Families often cannot accept that the victim is dead without proof. Uncertainty keeps the family’s hope alive, preserving the state’s coercive leverage over time. Because the family is left in the dark as to the victim’s fate, relatives tend to believe that the victim might be alive and could still suffer. They are reluctant to resist the state.

Family members of victims often live in a culture of fear and avoid politics. Disappearance is efficient because one disappearance can intimidate many opponents. It is enduring because the victim’s family and friends remain intimidated as long as the fate of the victim remains undisclosed.

State repression in Turkey can illustrate these dynamics. In the 1980 coup, the Turkish military attempted to violently crush the opposition but did not carry out systematic disappearances, with only six documented during 1980 and 1981. By contrast, in the broad repression in the early 1990s to crush the PKK insurgency, the state carried out systematic disappearances of at least 850 people during the peak of the conflict from 1992 to 1995.

The coup in 1980 came in response to the political instability and violence of the late 1970s, waged by a multiplicity of radical leftist, ultranationalist and separatist urban guerrilla groups. Between 1976 and 1980, 5,042 people were killed as a result of violence among these groups and between them and the security forces. The years preceding the coup saw an extraordinary level of political and economic instability.

The Turkish state’s repression in the Kurdish provinces increased in the 1990s as it struggled to contain the insurgency by the Kurdistan Workers’ Party (PKK). The PKK first attacked the state in 1984, leading to emergency rule in the predominantly Kurdish provinces in 1987. The majority of the human rights violations occurred between 1992 and 1995. In addition to the 850 disappearances, there were 2,241 unidentified killings, 1,373 extrajudicial killings, and 403 deaths in custody during this decade.

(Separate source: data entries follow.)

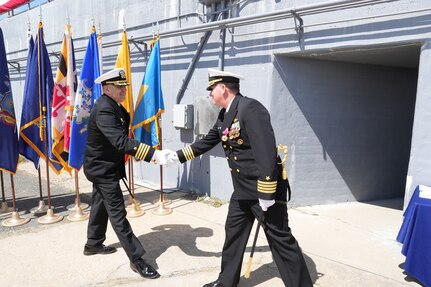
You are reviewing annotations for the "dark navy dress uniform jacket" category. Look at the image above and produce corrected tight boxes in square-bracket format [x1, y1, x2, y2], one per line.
[177, 94, 290, 201]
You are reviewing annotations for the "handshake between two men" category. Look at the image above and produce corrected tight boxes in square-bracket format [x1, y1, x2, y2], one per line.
[151, 149, 180, 166]
[151, 149, 275, 211]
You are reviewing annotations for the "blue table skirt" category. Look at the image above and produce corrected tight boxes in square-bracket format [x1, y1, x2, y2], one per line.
[401, 203, 431, 287]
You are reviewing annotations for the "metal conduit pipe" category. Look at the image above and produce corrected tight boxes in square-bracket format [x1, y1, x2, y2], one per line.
[8, 0, 397, 62]
[118, 0, 397, 47]
[218, 0, 226, 71]
[175, 1, 216, 104]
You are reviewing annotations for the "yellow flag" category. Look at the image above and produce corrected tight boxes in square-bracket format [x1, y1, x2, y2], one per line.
[115, 31, 134, 123]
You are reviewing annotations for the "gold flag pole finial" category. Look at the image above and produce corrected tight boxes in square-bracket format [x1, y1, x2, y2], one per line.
[66, 8, 70, 31]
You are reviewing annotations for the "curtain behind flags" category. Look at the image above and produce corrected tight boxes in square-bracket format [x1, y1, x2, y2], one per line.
[0, 28, 19, 174]
[20, 23, 62, 174]
[51, 25, 77, 173]
[0, 0, 29, 14]
[132, 39, 165, 148]
[69, 26, 102, 170]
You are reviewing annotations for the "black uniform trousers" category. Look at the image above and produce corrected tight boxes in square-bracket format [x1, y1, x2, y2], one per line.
[87, 182, 145, 261]
[218, 199, 313, 287]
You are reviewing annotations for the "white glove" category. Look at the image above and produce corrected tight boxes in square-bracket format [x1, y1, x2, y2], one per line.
[259, 198, 275, 211]
[151, 149, 180, 166]
[167, 151, 180, 164]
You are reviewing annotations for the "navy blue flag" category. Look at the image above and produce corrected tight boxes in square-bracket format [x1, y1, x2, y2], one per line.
[0, 28, 19, 174]
[20, 23, 63, 174]
[69, 26, 102, 170]
[132, 38, 165, 148]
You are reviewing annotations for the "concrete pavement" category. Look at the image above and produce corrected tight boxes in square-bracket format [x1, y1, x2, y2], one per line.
[0, 162, 421, 287]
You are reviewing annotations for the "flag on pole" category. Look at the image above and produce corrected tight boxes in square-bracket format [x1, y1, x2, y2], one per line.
[0, 28, 19, 174]
[20, 22, 63, 174]
[69, 26, 102, 170]
[97, 31, 103, 74]
[19, 31, 39, 169]
[132, 38, 165, 148]
[51, 25, 77, 173]
[0, 0, 28, 14]
[115, 31, 133, 122]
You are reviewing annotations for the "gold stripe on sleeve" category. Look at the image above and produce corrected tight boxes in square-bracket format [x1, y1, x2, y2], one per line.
[257, 180, 277, 193]
[182, 146, 195, 160]
[135, 143, 150, 160]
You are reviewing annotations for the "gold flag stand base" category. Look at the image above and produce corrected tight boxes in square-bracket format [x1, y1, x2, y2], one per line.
[30, 200, 50, 214]
[151, 201, 172, 215]
[67, 205, 90, 222]
[126, 195, 141, 208]
[0, 201, 13, 214]
[1, 211, 30, 227]
[37, 208, 63, 224]
[153, 198, 172, 206]
[66, 199, 90, 211]
[127, 203, 145, 218]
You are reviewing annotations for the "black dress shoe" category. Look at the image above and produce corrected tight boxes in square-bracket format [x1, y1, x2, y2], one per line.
[84, 244, 117, 256]
[130, 258, 160, 279]
[203, 280, 224, 287]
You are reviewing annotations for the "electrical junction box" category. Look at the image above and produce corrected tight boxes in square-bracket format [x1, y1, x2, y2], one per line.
[174, 105, 193, 130]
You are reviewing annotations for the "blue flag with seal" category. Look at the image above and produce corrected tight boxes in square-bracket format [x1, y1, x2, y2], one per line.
[69, 26, 102, 170]
[19, 23, 63, 174]
[132, 38, 165, 151]
[19, 34, 39, 169]
[0, 28, 19, 174]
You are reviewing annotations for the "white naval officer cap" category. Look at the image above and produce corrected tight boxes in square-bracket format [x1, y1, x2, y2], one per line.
[94, 68, 129, 86]
[207, 69, 244, 91]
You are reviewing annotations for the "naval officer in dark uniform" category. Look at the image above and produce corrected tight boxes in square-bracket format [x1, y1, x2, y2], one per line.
[168, 69, 313, 287]
[84, 68, 166, 278]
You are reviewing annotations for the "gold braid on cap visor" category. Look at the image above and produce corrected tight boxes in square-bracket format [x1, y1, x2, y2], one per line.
[208, 78, 223, 87]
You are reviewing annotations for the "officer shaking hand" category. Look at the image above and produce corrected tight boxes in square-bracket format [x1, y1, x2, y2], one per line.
[167, 69, 313, 287]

What differs between the two periods of repression is the clarity of opposition to the regime. In the 1980 coup, it was easy to see the opposition. The political violence in the late 1970s grew out of radical Marxist and nationalist university student groups. The leftist groups’ backing remained confined to university circles, without broad party support. The nationalist groups enjoyed broader support, but they were really the military’s ally. The military relied on lists of members to target the opposition, demonstrating that it understood its opponents. They were clear to the state, so it did not need to intimidate student groups with disappearances.

The counterinsurgency against the PKK in the early 1990s looked different. The Turkish state faced a movement whose support was broad but blurred in its contours, as many Kurds supported the PKK but did not join the armed wing. There was substantial soft support for Kurdish nationalism — as demonstrated by large protests in support of the PKK, which shut down cities and allowed the PKK to establish authority in many towns. The state was unable to accurately understand the opposition, so it turned to using the “efficient and enduring” intimidation of disappearances.

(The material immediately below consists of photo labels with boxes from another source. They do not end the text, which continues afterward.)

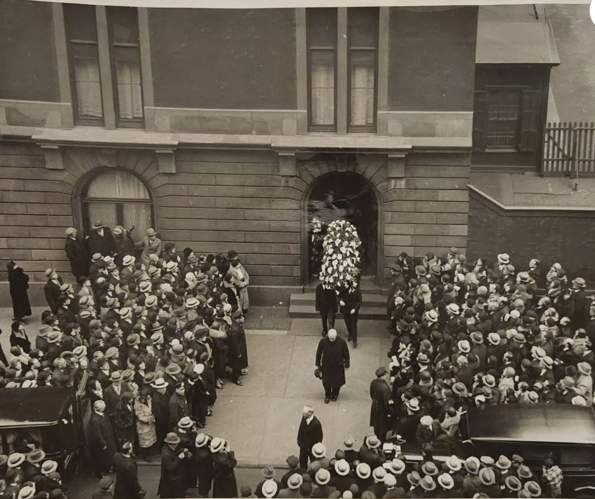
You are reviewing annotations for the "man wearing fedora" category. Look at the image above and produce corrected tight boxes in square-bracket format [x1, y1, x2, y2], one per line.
[137, 228, 161, 268]
[157, 433, 189, 499]
[315, 283, 337, 336]
[370, 366, 392, 442]
[112, 225, 135, 267]
[254, 465, 281, 499]
[297, 405, 323, 470]
[114, 442, 146, 499]
[316, 329, 349, 404]
[87, 220, 116, 262]
[64, 227, 89, 280]
[194, 433, 213, 497]
[151, 378, 170, 445]
[88, 400, 116, 476]
[169, 381, 190, 431]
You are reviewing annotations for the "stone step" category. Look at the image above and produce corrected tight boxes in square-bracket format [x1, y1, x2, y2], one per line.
[289, 293, 386, 308]
[304, 276, 388, 295]
[289, 303, 387, 320]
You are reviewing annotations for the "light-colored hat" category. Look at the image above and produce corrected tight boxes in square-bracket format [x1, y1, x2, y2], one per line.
[355, 463, 372, 480]
[335, 459, 349, 476]
[41, 461, 58, 476]
[194, 433, 209, 447]
[287, 473, 304, 490]
[151, 378, 168, 389]
[438, 473, 455, 490]
[7, 452, 25, 468]
[366, 435, 380, 449]
[178, 416, 192, 429]
[211, 437, 225, 454]
[18, 485, 35, 499]
[446, 455, 462, 471]
[312, 442, 326, 458]
[315, 468, 331, 485]
[164, 431, 180, 445]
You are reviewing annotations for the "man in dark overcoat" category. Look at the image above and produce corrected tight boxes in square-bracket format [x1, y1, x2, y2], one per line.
[339, 285, 362, 347]
[370, 366, 392, 442]
[157, 433, 187, 499]
[227, 310, 248, 386]
[316, 329, 349, 404]
[64, 227, 89, 280]
[298, 405, 323, 470]
[88, 400, 116, 475]
[194, 433, 213, 497]
[316, 283, 337, 336]
[43, 269, 64, 315]
[114, 442, 145, 499]
[87, 221, 116, 256]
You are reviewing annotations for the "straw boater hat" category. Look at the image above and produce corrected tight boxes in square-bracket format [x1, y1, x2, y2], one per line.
[178, 416, 192, 430]
[151, 378, 168, 389]
[438, 473, 455, 490]
[355, 463, 372, 480]
[287, 473, 304, 490]
[164, 432, 180, 445]
[312, 442, 326, 459]
[41, 461, 58, 476]
[27, 449, 45, 464]
[446, 455, 463, 471]
[194, 433, 209, 447]
[314, 468, 331, 485]
[211, 437, 225, 454]
[335, 459, 349, 476]
[7, 452, 25, 468]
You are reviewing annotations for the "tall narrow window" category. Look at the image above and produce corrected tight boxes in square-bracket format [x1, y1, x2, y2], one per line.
[347, 8, 379, 132]
[64, 4, 103, 126]
[306, 9, 337, 131]
[107, 7, 144, 127]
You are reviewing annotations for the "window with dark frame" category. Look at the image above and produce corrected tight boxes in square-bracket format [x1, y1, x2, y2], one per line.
[347, 8, 379, 132]
[107, 7, 144, 127]
[64, 4, 103, 126]
[306, 9, 338, 132]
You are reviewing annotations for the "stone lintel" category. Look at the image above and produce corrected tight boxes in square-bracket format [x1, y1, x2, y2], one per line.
[155, 149, 176, 174]
[41, 144, 64, 170]
[277, 151, 297, 177]
[388, 153, 405, 178]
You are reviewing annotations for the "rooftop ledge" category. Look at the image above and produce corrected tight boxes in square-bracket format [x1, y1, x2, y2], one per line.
[0, 125, 471, 152]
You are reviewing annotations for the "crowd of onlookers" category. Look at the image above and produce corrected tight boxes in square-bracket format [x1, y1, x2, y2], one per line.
[224, 435, 562, 499]
[0, 223, 595, 499]
[0, 226, 249, 499]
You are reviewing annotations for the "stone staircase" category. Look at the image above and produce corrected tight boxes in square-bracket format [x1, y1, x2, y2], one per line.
[289, 277, 387, 320]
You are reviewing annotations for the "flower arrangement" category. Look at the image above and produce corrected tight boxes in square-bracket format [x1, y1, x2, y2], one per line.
[320, 220, 362, 289]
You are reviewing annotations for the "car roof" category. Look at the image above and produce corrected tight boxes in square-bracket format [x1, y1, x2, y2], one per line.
[0, 386, 73, 429]
[467, 403, 595, 444]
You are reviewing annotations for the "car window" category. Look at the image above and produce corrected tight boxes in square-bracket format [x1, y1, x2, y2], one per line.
[560, 446, 595, 466]
[520, 445, 557, 464]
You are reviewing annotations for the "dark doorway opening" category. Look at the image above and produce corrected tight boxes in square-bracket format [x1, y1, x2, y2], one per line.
[307, 172, 378, 280]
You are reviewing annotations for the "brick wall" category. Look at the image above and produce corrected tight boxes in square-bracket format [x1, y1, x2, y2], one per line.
[0, 143, 469, 286]
[382, 153, 469, 276]
[155, 151, 306, 286]
[467, 193, 595, 284]
[0, 142, 77, 281]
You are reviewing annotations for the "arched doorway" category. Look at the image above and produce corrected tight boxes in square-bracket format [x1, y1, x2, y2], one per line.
[80, 168, 155, 242]
[305, 171, 380, 282]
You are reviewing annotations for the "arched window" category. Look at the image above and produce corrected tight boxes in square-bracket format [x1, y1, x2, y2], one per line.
[83, 170, 153, 241]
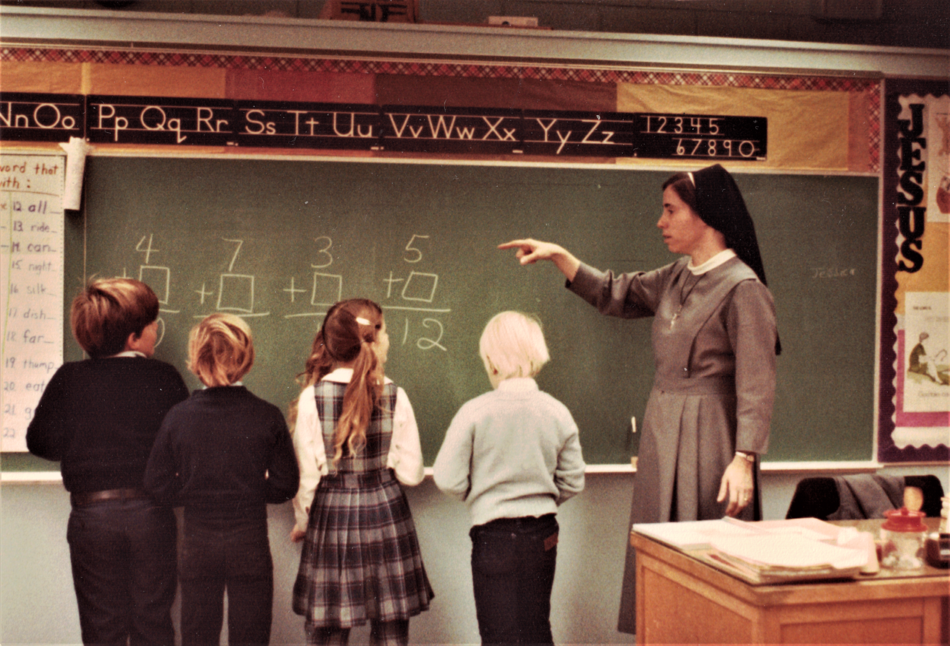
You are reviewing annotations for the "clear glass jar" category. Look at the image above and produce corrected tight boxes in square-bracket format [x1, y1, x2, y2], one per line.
[881, 507, 927, 570]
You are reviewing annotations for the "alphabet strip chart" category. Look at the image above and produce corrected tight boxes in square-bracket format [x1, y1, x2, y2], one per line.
[0, 154, 66, 452]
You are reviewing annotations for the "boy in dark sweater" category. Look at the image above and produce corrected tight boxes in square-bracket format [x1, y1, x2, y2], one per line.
[145, 314, 300, 646]
[26, 278, 188, 646]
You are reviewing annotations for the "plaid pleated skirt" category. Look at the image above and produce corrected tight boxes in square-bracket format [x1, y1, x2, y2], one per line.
[293, 469, 435, 630]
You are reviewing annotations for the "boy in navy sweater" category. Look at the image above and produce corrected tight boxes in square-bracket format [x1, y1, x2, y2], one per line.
[26, 278, 188, 646]
[145, 314, 300, 646]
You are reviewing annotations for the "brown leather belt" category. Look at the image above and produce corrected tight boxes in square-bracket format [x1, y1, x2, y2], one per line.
[69, 489, 148, 507]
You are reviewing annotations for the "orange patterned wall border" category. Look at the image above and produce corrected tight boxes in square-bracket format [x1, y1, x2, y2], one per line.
[0, 46, 882, 173]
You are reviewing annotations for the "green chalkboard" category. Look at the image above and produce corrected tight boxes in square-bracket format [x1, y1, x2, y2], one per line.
[9, 157, 878, 464]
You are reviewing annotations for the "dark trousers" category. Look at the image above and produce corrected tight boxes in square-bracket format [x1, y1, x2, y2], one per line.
[469, 514, 558, 644]
[66, 499, 177, 646]
[179, 509, 274, 646]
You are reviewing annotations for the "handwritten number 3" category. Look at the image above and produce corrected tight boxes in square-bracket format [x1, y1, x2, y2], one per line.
[310, 236, 333, 269]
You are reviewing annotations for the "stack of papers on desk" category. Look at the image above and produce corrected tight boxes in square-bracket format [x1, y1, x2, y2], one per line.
[633, 518, 868, 583]
[711, 533, 868, 581]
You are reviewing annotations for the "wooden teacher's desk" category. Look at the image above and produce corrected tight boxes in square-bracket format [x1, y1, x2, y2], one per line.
[630, 519, 950, 644]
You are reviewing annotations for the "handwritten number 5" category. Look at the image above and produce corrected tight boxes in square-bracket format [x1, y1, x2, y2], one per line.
[403, 233, 429, 263]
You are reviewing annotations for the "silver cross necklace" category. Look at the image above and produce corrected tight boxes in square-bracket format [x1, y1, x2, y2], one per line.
[670, 273, 706, 330]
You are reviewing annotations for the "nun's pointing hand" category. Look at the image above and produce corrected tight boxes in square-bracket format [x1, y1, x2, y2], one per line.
[498, 238, 580, 280]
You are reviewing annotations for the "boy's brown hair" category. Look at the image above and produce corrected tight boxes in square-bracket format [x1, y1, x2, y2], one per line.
[188, 313, 254, 387]
[69, 278, 159, 358]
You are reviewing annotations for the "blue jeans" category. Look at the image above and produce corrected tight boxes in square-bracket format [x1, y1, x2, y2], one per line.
[469, 514, 558, 644]
[66, 499, 177, 646]
[179, 509, 274, 646]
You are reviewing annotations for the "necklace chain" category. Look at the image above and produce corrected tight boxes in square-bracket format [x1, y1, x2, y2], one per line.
[670, 274, 706, 330]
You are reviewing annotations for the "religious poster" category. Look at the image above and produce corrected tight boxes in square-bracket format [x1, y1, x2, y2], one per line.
[878, 79, 950, 462]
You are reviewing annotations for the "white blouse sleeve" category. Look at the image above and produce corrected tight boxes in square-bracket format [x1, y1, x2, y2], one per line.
[294, 386, 328, 531]
[386, 388, 425, 487]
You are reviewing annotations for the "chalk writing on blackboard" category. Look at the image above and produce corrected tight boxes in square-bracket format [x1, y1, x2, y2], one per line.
[0, 154, 65, 451]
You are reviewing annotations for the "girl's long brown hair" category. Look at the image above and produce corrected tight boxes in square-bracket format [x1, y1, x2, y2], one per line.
[289, 298, 383, 465]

The Turkish case implies that states use disappearances when they struggle to quell the opposition. In the current Middle East, we can expect more disappearances as states face the continuing turmoil from the Arab Uprisings and weaker states contend with more diffuse opposition.

But disappearances can backfire. They can increase resistance and draw attention to the state’s violence. By targeting the family for intimidation, states can inadvertently mobilize stronger resistance against the state because of the shocking effects of the violence on families, changing the calculus of repression.

Jason Scheideman is a lecturer in politics and assistant dean at Bates College.